Well, I never thought I’d use that combination of words in the same sentence, let alone use it as a headline (shudder).
“Never say ‘never'” – Every Elementary School Teacher Ever
Many single people have been caustically asked, “Why are you still single?” or “What’s the deal with you?” or “Have you made any arrangements yet as to how you would prefer to die alone?” These pointless inquiries are often equivocated by the responder, which, to me, adds to the pointless exchange. When I’m painfully greeted by these questions, my answer is always the same: “Shouldn’t you be asking the last girl I hit on?” Unfortunately in this instance, you’ll have to ask my Dad.
As a tall, cumbrous man, with a megaphone as a voice box and a spiritedly unapologetic demeanor, my Pops has mastered the art of standing out in a crowd. While attending one of my live performances, my father sat at one of the tables in front of the stage, surrounded by attractive 20-something-year-olds. (I’m the lead sax player in a Fusion band. “And you’re still single?” I know, right? My good friend once told me that women love men that play music, just not me. But I digress.) While performing, I tend to keep an eye pealed on my audience and my “single radar” on point just in case there’s someone checking me out for a change. Occasionally, my “single radar” – as Michael Winslow hysterically put it in Spaceballs – loses its bleeps, sweeps, and – arguably the most vital – creeps when I’m focusing on the music. Luckily, I had a few friends in the crowd to give me the scoop on whom was giving me the eye.
The entire time I was playing, there was a cute blonde girl in the crowd taking pictures of the band but keeping her focus on me. Naturally, I added “talk to the cute girl” to my to-do-list that evening. After I got off stage, one of my friends informed me that my best bet was some cute blonde girl that was periodically taking pictures of the band. I chuckled and told him I knew which one he was referring to. She moved to a stool beside the left wall to talk to friends, which was around where my Dad was standing, so I decided to venture over. After thanking my father for coming out, I began honing in on the girl and ruminating about what I could say. After running through a myriad of greetings in my head – yes, I think way too much – and looking back to see if anyone has stolen my instrument, I finally decided on a perfectly innocuous question: “Hi, what did you think of the band?” And with that, I took a step towards her to begin my short approach.
“You need to hit on this blonde girl standing right beside me!” my Dad blurted out emphatically.
Frozen in motion, the girl turned her head, derisively leered at me and my father, then down at my extended foot and then back up at me in order to acknowledge my disappointing approach. She was no longer impressed by me but, instead, critical of my looming presence. I instantly felt unwelcome and nervous, as if she pressed the panic button on her keys to scare me off.
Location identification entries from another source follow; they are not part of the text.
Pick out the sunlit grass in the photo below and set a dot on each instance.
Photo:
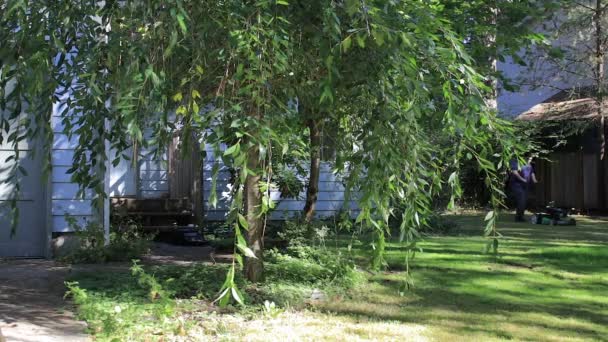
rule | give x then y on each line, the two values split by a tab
546	284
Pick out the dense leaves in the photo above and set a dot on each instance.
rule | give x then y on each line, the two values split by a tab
392	76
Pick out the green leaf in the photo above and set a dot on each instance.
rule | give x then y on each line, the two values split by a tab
489	215
234	149
243	221
246	251
182	23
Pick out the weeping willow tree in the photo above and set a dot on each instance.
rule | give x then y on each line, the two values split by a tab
392	75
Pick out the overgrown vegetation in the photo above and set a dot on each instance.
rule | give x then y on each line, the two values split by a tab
125	244
545	285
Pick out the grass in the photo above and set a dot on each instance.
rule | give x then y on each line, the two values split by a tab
547	284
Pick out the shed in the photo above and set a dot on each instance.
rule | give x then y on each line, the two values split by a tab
574	175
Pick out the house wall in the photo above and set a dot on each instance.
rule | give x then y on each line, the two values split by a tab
330	199
64	198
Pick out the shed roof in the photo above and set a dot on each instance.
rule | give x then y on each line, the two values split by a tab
570	104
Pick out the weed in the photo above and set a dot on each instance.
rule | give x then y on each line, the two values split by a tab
124	244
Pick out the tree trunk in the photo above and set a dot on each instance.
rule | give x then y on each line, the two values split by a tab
315	166
599	72
254	267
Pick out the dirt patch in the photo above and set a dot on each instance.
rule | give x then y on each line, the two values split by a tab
32	307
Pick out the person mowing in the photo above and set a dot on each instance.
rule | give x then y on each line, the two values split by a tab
520	181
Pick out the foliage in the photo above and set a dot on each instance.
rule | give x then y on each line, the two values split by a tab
123	245
297	232
390	75
547	284
117	306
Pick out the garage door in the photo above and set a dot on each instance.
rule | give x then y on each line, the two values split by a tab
30	238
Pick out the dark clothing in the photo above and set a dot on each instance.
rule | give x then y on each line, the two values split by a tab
520	196
519	189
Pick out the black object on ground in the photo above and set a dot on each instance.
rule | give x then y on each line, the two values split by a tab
553	216
189	236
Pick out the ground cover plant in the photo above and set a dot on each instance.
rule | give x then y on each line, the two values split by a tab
546	283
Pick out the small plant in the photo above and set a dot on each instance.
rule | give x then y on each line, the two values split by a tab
124	243
271	310
439	224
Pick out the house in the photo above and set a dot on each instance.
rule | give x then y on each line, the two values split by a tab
47	207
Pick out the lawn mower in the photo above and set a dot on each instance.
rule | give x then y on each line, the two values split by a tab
554	216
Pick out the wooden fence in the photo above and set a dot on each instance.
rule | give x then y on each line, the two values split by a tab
573	180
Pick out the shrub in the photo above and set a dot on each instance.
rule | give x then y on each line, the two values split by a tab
124	245
439	224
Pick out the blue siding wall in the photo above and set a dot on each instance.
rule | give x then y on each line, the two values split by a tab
330	198
63	191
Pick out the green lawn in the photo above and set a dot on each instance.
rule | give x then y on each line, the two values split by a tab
547	283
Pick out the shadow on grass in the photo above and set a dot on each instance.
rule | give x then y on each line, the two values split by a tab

This awkward moment lingered for what seemed like a half an hour but was only a matter of 15 seconds before she turned back to her friends.
“Thanks Dad,” I said weakly.
And so, the opportunity was gone. She left shortly thereafter.
Lastly, let me add that I love my father and this post is in no way supposed to mock him. He’s one of the most consistently benevolent beings I know. The man was only trying to help a brotha’ (or son) out. Stories like this are bountiful to the point where children believe it’s their parents appointed duty to embarrass them.
In the distinguished words of Herman Cain, “Awwww shucky ducky!” – which, I presume, was a sigh of defeat.